The agreed facts establish that the federal weapons charge arises directly out of Appellant’s arrest for improper relationship between an educator and student. The Saginaw P.D. received a report from B.M.’s parents that their daughter was missing and they had found her vehicle in front of D.W.H.’s residence. They had been suspicious of the relationship between D.W.H. and their daughter due to the frequency of their contact both during and after school. When B.M.’s parents went to D.W.H.’s home to locate B.M., D.W.H. opened the door while holding a rifle. He also refused to let police officers look in the bedrooms of his home for B.M. Despite D.W.H. repeatedly denying to the parents and police that B.M. was in his home, police officers observed her exit the residence at 6:00 a.m. on the morning of June 11, 2008, and she told them that she had been in the home that evening. She also admitted that D.W.H. had kissed her and touched her breast while engaging in other inappropriate physical contact with her. Based on the facts gathered during their investigation, the police officers obtained an arrest warrant for D.W.H. and search warrants for his home, a computer, and memory cards. Those warrants were executed at 11:15 p.m. that same evening, but the officers were not able to open one of the gun safes until the following day, June 12, 2008. They found prohibited weapons inside of that gun safe. At that point, ATF became involved in the case and D.W.H. was later convicted of possessing an unregistered weapon.
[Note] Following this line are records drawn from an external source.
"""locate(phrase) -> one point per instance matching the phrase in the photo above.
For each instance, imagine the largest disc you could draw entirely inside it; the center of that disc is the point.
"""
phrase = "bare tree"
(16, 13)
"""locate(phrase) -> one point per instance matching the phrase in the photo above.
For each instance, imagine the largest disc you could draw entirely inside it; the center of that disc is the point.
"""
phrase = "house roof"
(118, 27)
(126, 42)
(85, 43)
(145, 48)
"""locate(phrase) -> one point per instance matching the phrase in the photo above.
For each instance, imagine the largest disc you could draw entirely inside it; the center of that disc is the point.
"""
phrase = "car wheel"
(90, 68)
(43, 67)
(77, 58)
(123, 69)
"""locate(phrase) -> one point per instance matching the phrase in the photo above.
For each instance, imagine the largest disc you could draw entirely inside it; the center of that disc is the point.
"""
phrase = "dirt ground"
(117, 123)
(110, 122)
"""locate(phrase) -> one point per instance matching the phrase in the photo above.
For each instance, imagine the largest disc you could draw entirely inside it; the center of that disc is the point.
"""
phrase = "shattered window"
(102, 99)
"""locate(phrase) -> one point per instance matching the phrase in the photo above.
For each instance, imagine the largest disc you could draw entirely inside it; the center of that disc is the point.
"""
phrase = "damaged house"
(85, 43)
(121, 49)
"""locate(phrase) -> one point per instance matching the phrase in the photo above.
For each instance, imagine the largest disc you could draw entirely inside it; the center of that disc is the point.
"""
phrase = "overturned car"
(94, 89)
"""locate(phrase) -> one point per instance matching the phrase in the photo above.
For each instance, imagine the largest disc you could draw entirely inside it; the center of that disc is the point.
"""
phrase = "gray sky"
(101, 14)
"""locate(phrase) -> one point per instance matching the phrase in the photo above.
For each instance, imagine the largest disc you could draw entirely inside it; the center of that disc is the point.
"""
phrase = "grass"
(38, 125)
Under Article 55.01(a)(2)(A), it was D.W.H.’s burden to prove that the federal weapons charge did not arise out of his arrest on June 11, 2008 for improper relationship between an educator and student. The evidence demonstrates that the unregistered firearms were discovered in D.W.H.’s home as a direct result of the officers executing search warrants related to the state charge. We find that the agreed evidence demonstrates that D.W.H.’s charge and conviction of possessing illegal firearms arises out of the same transaction as his arrest for improper relationship between educator and student. Consequently, D.W.H. failed to establish that an indictment or information charging him with the commission of any felony arising out of the same transaction for which he was arrested has not been presented against him at any time following the June 11, 2008 arrest. This showing is an essential element of a cause of action for expunction. Because D.W.H. failed to carry his burden of proof under Article 55.01(a)(2)(A) and the agreed facts show *108that the two offenses arise out of the same transaction, we conclude that the trial court did not abuse its discretion by denying D.W.H.’s petition. Issue One is overruled. Having overruled both issues, the judgment of the trial court is affirmed.

RODRIGUEZ, J. (Dissenting).

. Tex.Penal Code Ann. § 21.12(a)(l)(West Supp.2014) ("An employee of a public or private primary or secondary school commits an offense if the employee engages in sexual contact, sexual intercourse, or deviate sexual intercourse with a person who is enrolled in a public or private primary or secondary school at which the employee works”).